Wilks said the new development will include more housing to feed the growing retail boom, including the nearby Shops at Willow Park.

“We're doing things to bring value to Parker County,” Wilks said. “We have more than 40 acres of green space and trails that lead throughout the development.”

‘All kinds of gems’

Wilks said his company has owned the Trinity Meadows property for a little more than a year and staff had many conversations about what to do with the property — especially the grandstands.

“We thought of anything and everything to figure out how we could save the building,” Wilks said. “Everyone is sensitive about what happens to it and what ultimately comes of it. How do you take something that is in such disrepair and memorializes it, so people don't forget?”

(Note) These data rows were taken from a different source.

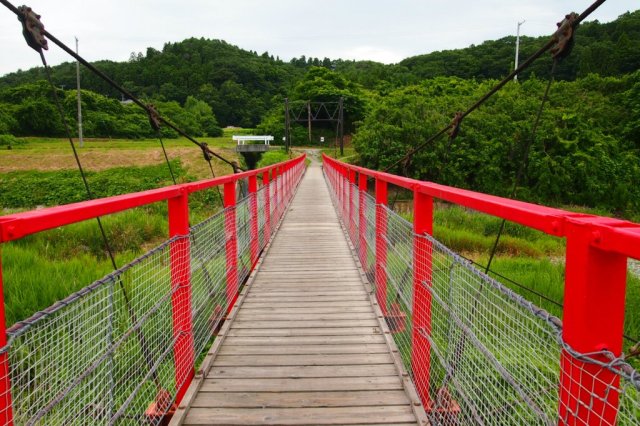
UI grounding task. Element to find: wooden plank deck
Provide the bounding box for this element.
[171,163,426,425]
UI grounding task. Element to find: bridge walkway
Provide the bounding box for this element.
[171,162,426,425]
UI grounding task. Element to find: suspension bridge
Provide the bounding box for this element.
[0,0,640,425]
[0,151,640,425]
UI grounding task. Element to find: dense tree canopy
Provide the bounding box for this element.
[0,81,222,138]
[354,72,640,212]
[0,11,640,212]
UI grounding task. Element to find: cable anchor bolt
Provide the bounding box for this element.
[551,12,578,59]
[18,6,49,53]
[147,104,160,132]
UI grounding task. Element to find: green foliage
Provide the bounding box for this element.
[258,67,368,145]
[354,73,640,215]
[0,133,24,149]
[0,81,222,139]
[0,160,185,208]
[399,11,640,82]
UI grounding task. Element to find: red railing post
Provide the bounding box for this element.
[342,166,349,221]
[376,178,388,315]
[168,191,195,401]
[358,173,368,272]
[272,167,280,223]
[249,175,260,270]
[224,181,238,312]
[0,257,13,425]
[559,221,627,425]
[262,170,271,244]
[411,191,433,407]
[347,169,358,246]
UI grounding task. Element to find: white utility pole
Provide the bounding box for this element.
[513,21,525,81]
[76,37,84,148]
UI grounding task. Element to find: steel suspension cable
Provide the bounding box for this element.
[378,0,606,176]
[0,0,239,175]
[436,59,558,410]
[36,49,162,389]
[484,59,558,274]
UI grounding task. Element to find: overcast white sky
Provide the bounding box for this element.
[0,0,640,75]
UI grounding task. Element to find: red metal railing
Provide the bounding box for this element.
[0,155,305,425]
[323,156,640,425]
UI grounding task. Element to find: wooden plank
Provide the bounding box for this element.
[231,318,378,330]
[191,390,409,408]
[236,311,374,325]
[242,306,373,315]
[220,343,389,355]
[208,364,398,379]
[247,287,368,299]
[172,161,416,425]
[242,299,371,309]
[241,293,369,306]
[201,376,402,392]
[213,352,393,367]
[251,279,363,291]
[184,406,415,425]
[227,327,382,336]
[225,334,385,346]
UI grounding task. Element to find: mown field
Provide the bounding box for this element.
[0,138,640,354]
[0,131,252,325]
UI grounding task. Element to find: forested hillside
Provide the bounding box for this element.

Wilks said once the grandstands come down they hope to use its large beams on a bridge across Trinity Creek to to link the existing developmentto the planned apartments.

The horse racing poles on the track will be refurbished and place throughout the property as a reminder of what it used to be. There's even a grave and a marker on the premises honoring a horse that once raced at Trinity.

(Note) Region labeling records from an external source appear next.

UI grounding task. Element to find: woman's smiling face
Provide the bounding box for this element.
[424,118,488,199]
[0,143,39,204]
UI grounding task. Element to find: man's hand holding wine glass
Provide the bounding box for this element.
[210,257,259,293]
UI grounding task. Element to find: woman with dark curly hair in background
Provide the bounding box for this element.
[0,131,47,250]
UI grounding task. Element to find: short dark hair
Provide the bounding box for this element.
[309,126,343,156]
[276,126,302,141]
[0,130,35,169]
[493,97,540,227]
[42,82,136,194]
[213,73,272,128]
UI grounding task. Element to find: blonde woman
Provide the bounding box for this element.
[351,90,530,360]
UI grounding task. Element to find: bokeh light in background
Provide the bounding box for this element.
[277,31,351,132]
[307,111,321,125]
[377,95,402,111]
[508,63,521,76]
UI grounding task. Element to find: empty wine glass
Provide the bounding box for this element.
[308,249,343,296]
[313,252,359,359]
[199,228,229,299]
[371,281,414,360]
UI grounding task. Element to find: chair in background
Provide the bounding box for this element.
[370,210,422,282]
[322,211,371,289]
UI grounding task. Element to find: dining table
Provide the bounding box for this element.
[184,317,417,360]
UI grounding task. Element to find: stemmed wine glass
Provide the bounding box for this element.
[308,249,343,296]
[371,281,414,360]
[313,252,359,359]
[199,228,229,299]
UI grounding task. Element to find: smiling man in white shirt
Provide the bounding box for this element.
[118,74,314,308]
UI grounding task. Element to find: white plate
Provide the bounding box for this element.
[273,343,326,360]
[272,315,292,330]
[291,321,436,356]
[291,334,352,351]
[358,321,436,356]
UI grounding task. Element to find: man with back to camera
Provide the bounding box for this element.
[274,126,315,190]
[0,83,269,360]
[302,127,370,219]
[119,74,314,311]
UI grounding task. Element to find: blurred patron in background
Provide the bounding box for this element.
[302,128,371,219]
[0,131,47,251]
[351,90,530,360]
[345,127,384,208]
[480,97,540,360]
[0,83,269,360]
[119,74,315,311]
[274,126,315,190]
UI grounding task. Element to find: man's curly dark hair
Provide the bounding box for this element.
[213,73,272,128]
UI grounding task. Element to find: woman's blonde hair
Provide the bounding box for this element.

“There are all kinds of gems like this on the property,” Wilks said. “That will be our challenge, to bring this area into the future while being respectful of its past.”

‘A love/hate relationship’

When the race track opened in the 1960s it was without (legal) gambling and was named Clear Fork Downs. Later, it became Squaw Creek Downs.

Aerial of track

An aerial view of the Trinity Meadows complex when it was booming in the 1990s.

Wilks Development Courtesy

After being purchased by new owners and renamed Trinity Meadows, the track opened in 1991 as one of the first horse racing venues to cash in on legalized parimutuel betting in Texas. Profits were turned early, but when Lone Star Park opened in Grand Prairie, smack dab in between Fort Worth and Dallas, Trinity Meadows suffered.

It closed in August 1996, leaving 300 people unemployed.

. “The local community had a love/hate relationship with it,” said Parker County Judge Mark Riley. “Obviously brought in jobs and some money into the community, but the hate side was for the people that lived near it.”

Riley said those living near the facility did not like having their lives disrupted, especially on race days.

“I’ll never forget the first day the track opened,” Riley said. “Traffic backed up on the access road way past the Aledo cutoff. The line of cars looked like they were back up to downtown Fort Worth.”

Riley said despite the traffic problems that came with Trinity Meadows, it was exciting for Parker County to have a major attraction.

“There was nothing like it around in the Metroplex,” Riley said.